Le vieux roi était, lui aussi, dans le ravissement de ces témoignages qui lui arrivaient, de tous les côtés sur son petit-fils. La vivacité et la sincérité de son émotion se devinent à travers la dépêche qu’il adressait à Boufflers, en réponse à celle où le maréchal lui rendait compte de l’allaire de Nimègue. Peut-être son orgueil de grand-père s’exagérait-il même un peu la gloire qui devait résulter de cette affaire pour l’héritier de son trône. « Quoi qu’il n’ayt pas deffait les ennemis, ce qu’il vient de faire est si glorieux pour luy que la réputation de cette journée se présentera avec le même avantage dans les païs étrangers… Vous ne devés point douter, connoissant comme vous le faites la tendresse que j’ay pour luy, combien j’ai été sensible à tout ce qui s’est passé. Je ne devois pas être en doute de son courage. Ceux de son sang n’en ont jamais manqué ; mais la manière dont il s’est montré et la satisfaction des troupes m’en ont donné une que je ne puis exprimer.
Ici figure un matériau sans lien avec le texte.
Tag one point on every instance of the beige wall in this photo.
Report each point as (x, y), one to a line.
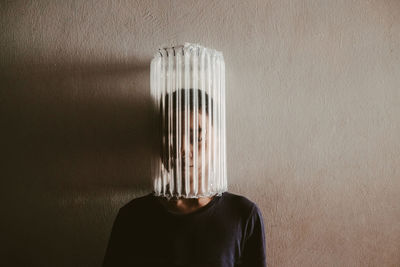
(313, 119)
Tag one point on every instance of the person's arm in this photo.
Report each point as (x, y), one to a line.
(254, 252)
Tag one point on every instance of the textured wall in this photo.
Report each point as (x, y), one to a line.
(313, 120)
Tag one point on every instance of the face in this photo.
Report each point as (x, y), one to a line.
(190, 152)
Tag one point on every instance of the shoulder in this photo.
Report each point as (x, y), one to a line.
(241, 204)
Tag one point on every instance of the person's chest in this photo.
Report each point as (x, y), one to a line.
(198, 241)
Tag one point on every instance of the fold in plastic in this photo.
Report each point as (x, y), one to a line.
(188, 92)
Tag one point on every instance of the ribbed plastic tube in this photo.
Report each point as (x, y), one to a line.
(188, 92)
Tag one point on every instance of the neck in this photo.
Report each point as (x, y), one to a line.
(185, 205)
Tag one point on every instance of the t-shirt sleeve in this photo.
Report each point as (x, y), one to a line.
(254, 251)
(115, 252)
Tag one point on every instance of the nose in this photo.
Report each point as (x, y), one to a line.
(183, 152)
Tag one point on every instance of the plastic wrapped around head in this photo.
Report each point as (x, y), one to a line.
(188, 90)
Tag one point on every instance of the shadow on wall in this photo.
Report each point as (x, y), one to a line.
(77, 147)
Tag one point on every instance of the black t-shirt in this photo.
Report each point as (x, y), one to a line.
(228, 231)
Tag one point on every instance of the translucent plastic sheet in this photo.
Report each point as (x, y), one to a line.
(188, 92)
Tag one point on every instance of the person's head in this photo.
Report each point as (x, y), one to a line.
(186, 130)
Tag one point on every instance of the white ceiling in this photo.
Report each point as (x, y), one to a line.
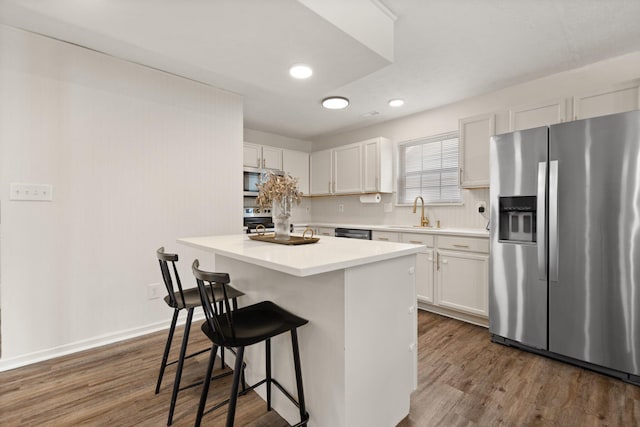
(443, 50)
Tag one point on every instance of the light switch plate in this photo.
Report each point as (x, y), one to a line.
(39, 192)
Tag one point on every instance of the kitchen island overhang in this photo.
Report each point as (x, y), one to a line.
(359, 353)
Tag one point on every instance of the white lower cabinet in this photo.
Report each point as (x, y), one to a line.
(462, 281)
(325, 231)
(452, 275)
(424, 265)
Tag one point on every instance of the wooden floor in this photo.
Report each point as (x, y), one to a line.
(464, 380)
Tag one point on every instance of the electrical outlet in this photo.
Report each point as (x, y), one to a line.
(38, 192)
(154, 291)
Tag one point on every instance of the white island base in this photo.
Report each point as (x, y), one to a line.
(358, 351)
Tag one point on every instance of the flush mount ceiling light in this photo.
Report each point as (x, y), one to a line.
(300, 71)
(335, 102)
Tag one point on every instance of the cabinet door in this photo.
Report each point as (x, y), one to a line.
(610, 101)
(347, 169)
(462, 281)
(296, 164)
(371, 166)
(271, 157)
(321, 172)
(251, 155)
(474, 150)
(536, 115)
(424, 276)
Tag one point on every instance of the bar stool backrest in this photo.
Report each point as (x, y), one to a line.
(170, 276)
(206, 282)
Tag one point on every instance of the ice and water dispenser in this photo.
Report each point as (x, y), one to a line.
(518, 219)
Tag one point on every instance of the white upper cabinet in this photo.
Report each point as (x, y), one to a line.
(475, 133)
(377, 166)
(536, 115)
(271, 157)
(617, 99)
(261, 156)
(252, 155)
(321, 172)
(296, 164)
(347, 169)
(365, 166)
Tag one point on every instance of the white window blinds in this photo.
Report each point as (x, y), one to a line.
(429, 168)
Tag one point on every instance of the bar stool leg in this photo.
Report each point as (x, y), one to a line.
(234, 388)
(298, 368)
(167, 348)
(205, 385)
(267, 344)
(183, 351)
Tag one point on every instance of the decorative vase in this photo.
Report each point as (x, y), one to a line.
(281, 211)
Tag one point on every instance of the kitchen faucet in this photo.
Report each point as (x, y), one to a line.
(424, 221)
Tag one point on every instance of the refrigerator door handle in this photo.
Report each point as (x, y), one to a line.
(553, 221)
(540, 221)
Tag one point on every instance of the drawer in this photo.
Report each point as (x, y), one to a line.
(469, 244)
(385, 236)
(324, 231)
(417, 238)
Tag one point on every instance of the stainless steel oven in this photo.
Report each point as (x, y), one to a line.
(258, 216)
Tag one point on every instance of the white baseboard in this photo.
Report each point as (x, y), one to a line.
(63, 350)
(465, 317)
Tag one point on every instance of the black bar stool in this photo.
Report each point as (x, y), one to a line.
(240, 328)
(181, 299)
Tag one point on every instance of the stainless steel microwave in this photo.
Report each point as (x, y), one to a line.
(252, 177)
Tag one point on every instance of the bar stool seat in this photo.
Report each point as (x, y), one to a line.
(240, 328)
(184, 299)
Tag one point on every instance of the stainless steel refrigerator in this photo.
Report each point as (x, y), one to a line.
(565, 242)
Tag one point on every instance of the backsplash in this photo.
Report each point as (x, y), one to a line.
(327, 210)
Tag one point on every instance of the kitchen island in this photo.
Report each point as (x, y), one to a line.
(358, 351)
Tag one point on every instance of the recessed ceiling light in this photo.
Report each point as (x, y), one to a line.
(335, 102)
(300, 71)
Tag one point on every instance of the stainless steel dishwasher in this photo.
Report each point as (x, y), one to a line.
(353, 233)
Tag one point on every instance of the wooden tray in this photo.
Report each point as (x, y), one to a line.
(293, 240)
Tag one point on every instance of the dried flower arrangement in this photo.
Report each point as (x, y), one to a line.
(276, 187)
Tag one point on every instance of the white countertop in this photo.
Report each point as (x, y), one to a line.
(468, 232)
(328, 254)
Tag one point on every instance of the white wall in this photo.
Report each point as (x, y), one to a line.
(275, 140)
(136, 157)
(442, 120)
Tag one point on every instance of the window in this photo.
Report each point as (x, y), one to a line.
(429, 168)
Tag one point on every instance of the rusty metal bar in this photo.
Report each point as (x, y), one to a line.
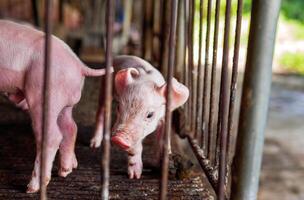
(200, 74)
(46, 94)
(210, 171)
(105, 161)
(166, 138)
(233, 85)
(255, 99)
(61, 11)
(147, 29)
(206, 76)
(35, 13)
(192, 72)
(212, 99)
(193, 68)
(186, 70)
(224, 100)
(165, 37)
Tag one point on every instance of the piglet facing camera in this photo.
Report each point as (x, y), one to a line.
(141, 95)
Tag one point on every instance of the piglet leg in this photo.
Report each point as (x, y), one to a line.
(98, 134)
(54, 139)
(135, 162)
(68, 128)
(159, 136)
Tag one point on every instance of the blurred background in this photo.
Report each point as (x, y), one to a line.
(81, 25)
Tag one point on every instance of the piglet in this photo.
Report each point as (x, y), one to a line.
(21, 80)
(140, 91)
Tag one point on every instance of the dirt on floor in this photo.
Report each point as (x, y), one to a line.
(282, 176)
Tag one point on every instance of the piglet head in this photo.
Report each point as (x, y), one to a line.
(141, 106)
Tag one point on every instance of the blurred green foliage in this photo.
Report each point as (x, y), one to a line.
(293, 10)
(293, 62)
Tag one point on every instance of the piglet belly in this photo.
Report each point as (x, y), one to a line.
(11, 81)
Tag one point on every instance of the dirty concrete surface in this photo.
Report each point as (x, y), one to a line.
(17, 152)
(282, 176)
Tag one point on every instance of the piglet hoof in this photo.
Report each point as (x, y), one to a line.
(33, 186)
(95, 142)
(75, 163)
(135, 170)
(63, 172)
(31, 190)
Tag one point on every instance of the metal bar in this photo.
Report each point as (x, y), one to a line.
(179, 55)
(210, 171)
(255, 99)
(200, 74)
(105, 161)
(46, 94)
(148, 28)
(166, 138)
(186, 78)
(35, 13)
(61, 11)
(224, 103)
(192, 72)
(212, 101)
(165, 37)
(206, 75)
(233, 85)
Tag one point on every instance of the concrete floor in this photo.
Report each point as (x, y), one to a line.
(282, 176)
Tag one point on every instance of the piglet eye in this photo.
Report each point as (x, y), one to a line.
(150, 115)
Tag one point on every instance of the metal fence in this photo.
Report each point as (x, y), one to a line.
(209, 113)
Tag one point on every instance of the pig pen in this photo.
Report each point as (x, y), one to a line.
(202, 129)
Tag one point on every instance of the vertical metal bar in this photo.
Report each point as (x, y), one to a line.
(61, 11)
(233, 85)
(165, 164)
(206, 75)
(148, 28)
(255, 99)
(45, 92)
(165, 36)
(186, 78)
(224, 100)
(35, 13)
(192, 72)
(200, 74)
(212, 101)
(179, 56)
(105, 161)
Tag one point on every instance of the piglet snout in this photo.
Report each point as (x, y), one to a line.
(121, 140)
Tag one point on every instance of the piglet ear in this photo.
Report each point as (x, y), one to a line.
(180, 93)
(125, 77)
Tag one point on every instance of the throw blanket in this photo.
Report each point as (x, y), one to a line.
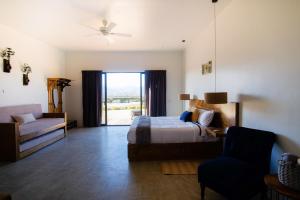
(143, 130)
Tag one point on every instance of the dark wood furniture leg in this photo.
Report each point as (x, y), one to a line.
(5, 196)
(202, 186)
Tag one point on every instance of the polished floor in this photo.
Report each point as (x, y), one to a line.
(91, 164)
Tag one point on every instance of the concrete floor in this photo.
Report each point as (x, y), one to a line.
(92, 164)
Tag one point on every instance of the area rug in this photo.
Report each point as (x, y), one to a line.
(179, 167)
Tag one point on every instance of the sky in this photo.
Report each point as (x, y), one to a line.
(123, 84)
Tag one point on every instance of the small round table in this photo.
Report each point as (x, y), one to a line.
(273, 183)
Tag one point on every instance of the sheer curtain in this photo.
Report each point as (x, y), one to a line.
(91, 98)
(155, 92)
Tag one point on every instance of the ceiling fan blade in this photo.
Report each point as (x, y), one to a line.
(121, 34)
(111, 26)
(109, 40)
(90, 27)
(92, 34)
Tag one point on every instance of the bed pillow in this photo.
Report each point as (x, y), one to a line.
(206, 117)
(195, 115)
(24, 118)
(186, 116)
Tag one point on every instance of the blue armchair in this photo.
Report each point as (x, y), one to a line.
(239, 173)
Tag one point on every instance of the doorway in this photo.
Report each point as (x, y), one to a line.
(123, 97)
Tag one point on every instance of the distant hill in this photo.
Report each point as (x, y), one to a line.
(132, 91)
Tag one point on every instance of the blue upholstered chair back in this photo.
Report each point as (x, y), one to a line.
(250, 145)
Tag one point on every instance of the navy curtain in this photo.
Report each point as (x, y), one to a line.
(91, 98)
(155, 92)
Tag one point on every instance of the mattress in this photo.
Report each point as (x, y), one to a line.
(171, 130)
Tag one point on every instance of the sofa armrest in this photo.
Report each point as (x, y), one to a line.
(55, 115)
(9, 141)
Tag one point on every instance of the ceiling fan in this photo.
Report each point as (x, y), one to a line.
(106, 29)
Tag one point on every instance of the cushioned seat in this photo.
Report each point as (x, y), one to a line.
(239, 173)
(39, 124)
(230, 177)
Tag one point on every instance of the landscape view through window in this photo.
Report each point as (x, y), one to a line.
(125, 97)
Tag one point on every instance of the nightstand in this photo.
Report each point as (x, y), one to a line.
(216, 132)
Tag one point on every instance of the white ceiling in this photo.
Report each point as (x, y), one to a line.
(154, 24)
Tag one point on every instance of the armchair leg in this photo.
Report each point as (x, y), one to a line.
(202, 186)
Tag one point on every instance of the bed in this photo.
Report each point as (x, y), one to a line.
(173, 139)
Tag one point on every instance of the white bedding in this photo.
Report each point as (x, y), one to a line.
(170, 130)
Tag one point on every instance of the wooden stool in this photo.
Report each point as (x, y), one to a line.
(273, 183)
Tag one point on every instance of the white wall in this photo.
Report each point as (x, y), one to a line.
(172, 61)
(44, 60)
(258, 63)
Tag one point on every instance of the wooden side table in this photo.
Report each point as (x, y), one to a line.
(273, 183)
(71, 124)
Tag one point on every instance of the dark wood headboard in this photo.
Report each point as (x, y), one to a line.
(226, 115)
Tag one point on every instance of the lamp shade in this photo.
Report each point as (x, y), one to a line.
(215, 97)
(184, 96)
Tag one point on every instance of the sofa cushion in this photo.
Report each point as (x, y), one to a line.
(24, 118)
(39, 124)
(7, 111)
(39, 140)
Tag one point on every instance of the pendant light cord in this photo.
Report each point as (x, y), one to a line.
(215, 19)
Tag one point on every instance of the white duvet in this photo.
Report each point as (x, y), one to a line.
(170, 130)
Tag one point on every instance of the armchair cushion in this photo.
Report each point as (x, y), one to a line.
(250, 145)
(239, 173)
(230, 177)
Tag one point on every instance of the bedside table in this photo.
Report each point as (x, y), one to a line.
(216, 132)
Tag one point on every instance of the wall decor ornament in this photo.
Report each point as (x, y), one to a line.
(207, 68)
(26, 69)
(55, 90)
(5, 54)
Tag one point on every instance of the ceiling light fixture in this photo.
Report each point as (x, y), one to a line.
(215, 97)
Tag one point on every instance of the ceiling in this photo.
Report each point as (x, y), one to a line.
(154, 24)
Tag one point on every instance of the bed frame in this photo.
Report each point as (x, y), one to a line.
(226, 115)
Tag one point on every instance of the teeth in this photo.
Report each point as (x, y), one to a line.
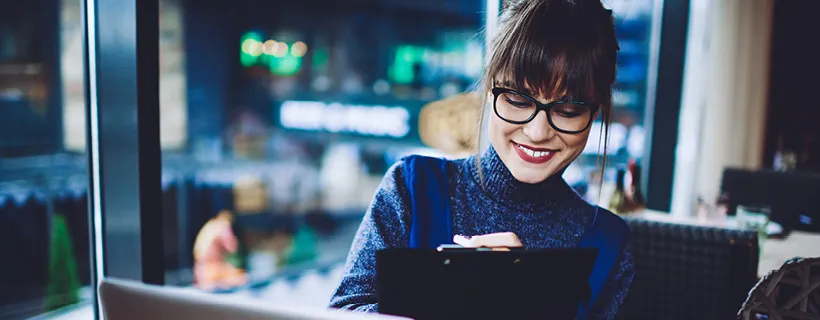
(532, 153)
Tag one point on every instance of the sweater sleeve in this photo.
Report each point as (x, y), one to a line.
(385, 225)
(615, 290)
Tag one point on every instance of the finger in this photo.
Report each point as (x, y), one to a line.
(463, 241)
(502, 239)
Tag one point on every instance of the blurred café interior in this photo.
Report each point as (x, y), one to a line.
(277, 120)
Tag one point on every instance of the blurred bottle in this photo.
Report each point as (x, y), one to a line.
(616, 201)
(628, 196)
(214, 248)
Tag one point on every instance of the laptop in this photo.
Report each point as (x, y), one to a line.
(127, 300)
(427, 284)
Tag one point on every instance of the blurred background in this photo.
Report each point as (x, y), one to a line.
(283, 116)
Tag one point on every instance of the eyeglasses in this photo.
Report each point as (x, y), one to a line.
(564, 116)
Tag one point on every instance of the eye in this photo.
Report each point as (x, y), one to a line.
(516, 100)
(570, 110)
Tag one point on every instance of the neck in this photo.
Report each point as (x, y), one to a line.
(500, 184)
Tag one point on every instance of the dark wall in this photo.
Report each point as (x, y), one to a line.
(793, 114)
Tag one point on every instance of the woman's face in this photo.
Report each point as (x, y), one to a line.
(534, 151)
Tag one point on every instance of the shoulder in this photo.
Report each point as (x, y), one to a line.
(613, 226)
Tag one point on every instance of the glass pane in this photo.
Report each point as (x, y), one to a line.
(44, 230)
(279, 122)
(633, 25)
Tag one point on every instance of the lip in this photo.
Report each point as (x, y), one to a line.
(528, 158)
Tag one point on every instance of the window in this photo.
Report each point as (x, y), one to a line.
(634, 20)
(279, 122)
(44, 227)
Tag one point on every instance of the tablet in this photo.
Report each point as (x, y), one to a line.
(460, 284)
(127, 300)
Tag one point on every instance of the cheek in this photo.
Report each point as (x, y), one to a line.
(575, 142)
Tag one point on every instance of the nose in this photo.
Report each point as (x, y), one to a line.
(539, 129)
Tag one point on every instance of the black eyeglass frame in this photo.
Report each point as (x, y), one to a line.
(498, 91)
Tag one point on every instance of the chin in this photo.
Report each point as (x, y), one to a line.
(531, 176)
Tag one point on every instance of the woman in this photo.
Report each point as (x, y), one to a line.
(556, 56)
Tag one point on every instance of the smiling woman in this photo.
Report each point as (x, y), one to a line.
(554, 61)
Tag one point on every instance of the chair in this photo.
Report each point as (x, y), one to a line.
(792, 292)
(689, 272)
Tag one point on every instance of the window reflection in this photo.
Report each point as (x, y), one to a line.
(44, 236)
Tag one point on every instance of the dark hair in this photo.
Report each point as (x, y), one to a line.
(556, 48)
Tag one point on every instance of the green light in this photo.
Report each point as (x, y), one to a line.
(251, 48)
(402, 69)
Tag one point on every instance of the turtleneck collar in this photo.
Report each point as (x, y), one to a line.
(499, 184)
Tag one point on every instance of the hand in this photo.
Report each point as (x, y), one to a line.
(501, 240)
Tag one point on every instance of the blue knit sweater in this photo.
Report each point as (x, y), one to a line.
(544, 215)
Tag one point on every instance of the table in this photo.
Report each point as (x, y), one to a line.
(774, 252)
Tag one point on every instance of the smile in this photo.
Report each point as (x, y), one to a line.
(532, 154)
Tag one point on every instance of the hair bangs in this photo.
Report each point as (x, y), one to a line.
(554, 51)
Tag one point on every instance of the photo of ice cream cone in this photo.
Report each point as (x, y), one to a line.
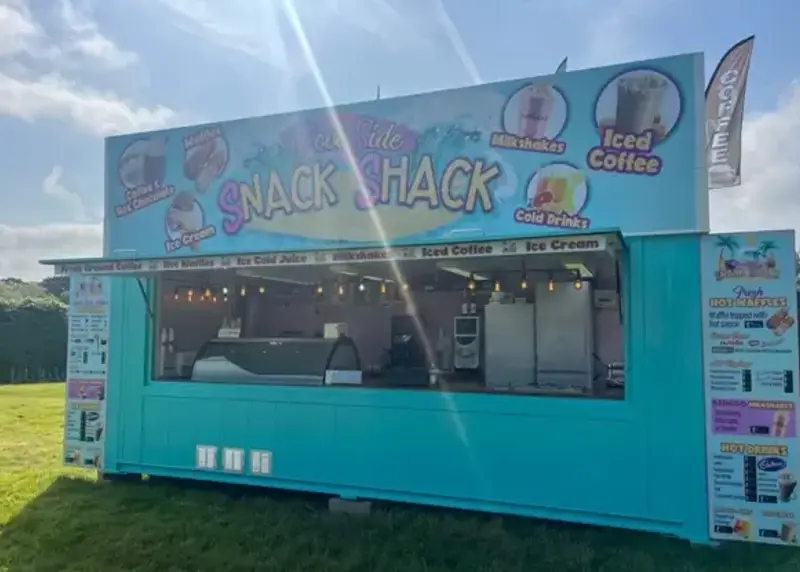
(185, 215)
(205, 162)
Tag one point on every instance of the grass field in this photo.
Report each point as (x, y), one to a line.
(54, 519)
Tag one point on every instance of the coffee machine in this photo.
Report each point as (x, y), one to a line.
(467, 343)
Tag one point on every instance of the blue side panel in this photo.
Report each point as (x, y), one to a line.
(638, 463)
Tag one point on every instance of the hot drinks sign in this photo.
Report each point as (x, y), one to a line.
(751, 369)
(608, 148)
Vous y avés assés contribué pour que je témoigne celle que j’ay de votre attention continuelle à le faire valloir[4]. »

  1. Voyez, au Dépôt de la Guerre, un extrait de la Gazette d’Amsterdam.
  2. Dépôt de la Guerre, 1549. Boufflers au Roi, 11 juin 1702.
  3. Ibid., Montrevel à Chamillart, 13 juin 1702.
  4. Ibid., 1554. Le Roi à Boufflers. 17 juin 1702.